A floating point library for instruction set simulators.
FloppyFloat is primarily designed as a faster alternative to soft float libraries in simulator environments. Soft float libraries, such as Berkeley SoftFloat or SoftFP, compute floating point instructions purely by integer arithmetic, which is a slow and painful process. As most computers come with an FPU, computing results and exception flags by floating point arithmetic is way faster. This is why FloppyFloat uses the host's FPU most of the time, and only resorts to software rectifications in some corner cases.
FloppyFloat only relies on correct IEEE 754 floating point results in round to nearest mode. It's not relying on floating point exceptions flags, particular NaN values, rounding modes, tininess detection before or after rounding, and so forth. Hence, you could even use it on systems like the XuanTie C910, which break IEEE 754 compliance by not setting floating point exception flags in certain cases.
Currently, FloppyFloat is able to mimic x86 SSE, ARM64, and RISC-V FP characteristics. It should work on several host systems (the system that is executing the simulation), including x86, ARM, RISC-V, PowerPC, etc. FloppyFloat also does not rely on global state/variables, which allows it to easily model heterogeneous systems.
That pretty much depends on the used hardware, the executed instructions and rounding modes, and status of the exception flags.

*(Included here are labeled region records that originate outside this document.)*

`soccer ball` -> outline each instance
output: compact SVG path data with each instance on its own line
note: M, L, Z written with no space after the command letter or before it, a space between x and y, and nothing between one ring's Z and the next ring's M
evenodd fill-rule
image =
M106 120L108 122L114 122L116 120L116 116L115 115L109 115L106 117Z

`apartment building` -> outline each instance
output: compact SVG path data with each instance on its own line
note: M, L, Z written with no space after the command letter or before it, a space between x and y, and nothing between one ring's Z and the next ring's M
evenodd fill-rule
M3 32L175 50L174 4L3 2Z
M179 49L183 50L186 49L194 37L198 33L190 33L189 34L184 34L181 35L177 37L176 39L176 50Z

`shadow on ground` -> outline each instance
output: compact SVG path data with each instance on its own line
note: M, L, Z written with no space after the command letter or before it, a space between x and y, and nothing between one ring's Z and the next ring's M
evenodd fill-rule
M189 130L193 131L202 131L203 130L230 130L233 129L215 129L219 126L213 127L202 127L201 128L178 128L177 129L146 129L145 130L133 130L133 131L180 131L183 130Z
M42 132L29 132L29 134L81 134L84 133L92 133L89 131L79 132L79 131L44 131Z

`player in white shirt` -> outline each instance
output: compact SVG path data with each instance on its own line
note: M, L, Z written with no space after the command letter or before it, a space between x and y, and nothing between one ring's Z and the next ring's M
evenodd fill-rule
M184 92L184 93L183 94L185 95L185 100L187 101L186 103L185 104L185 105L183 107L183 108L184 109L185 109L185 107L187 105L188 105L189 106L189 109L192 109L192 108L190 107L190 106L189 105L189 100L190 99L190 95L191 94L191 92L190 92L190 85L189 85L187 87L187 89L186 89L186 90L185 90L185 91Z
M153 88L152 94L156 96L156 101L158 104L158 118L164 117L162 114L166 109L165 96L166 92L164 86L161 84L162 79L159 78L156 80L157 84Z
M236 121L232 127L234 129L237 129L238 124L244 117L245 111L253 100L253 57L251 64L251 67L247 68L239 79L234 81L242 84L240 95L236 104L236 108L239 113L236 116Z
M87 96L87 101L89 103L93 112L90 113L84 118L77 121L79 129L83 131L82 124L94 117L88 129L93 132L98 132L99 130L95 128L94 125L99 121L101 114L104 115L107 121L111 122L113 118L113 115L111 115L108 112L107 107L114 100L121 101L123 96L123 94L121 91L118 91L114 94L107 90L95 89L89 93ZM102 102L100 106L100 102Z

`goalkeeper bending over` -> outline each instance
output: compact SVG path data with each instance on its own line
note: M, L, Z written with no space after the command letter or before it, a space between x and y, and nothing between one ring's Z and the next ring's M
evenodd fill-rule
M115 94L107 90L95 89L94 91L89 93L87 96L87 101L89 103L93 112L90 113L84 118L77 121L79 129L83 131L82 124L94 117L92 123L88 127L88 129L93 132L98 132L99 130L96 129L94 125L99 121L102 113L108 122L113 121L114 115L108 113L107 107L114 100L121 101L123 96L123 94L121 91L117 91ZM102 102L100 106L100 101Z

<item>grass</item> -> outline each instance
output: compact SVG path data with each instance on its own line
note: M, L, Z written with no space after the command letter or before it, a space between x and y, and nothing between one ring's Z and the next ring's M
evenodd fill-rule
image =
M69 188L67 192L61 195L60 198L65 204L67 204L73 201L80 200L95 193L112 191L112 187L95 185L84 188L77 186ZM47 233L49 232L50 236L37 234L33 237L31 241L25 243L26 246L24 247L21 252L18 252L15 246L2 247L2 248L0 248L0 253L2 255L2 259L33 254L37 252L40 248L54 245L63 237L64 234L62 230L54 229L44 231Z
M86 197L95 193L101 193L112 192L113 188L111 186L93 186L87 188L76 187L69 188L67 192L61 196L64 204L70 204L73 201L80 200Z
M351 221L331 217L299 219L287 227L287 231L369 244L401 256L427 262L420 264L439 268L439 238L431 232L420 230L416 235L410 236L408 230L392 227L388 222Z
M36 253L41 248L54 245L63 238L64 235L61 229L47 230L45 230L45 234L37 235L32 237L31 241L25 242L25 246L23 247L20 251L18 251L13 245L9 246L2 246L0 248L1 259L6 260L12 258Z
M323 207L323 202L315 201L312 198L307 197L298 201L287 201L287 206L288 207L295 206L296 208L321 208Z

Assuming a likely scenario with RoundTiesToEven, you should get the following results on an AMD Threadripper 3990X:
xychart-beta horizontal
title "FloppyFloat Speedup Over Berkeley SoftFloat"
x-axis [Addf64, Subf64, Mulf64, Divf64, Sqrtf64, Fmaf64, F64ToU32, F64ToU64, F64ToI32, F64ToI64]
y-axis "Speedup" 1 --> 6
bar [3.05, 3.41, 3.71, 4.10, 5.50, 5.31, 1.44, 1.28, 2.13, 1.43]
In general, heavy arithmetic instructions (e.g., Sqrtf64) see greater speedups than lightweight comparison or conversion instructions (e.g., F64ToU32).
The following table shows FloppyFloat functions and their corresponding ISA instructions.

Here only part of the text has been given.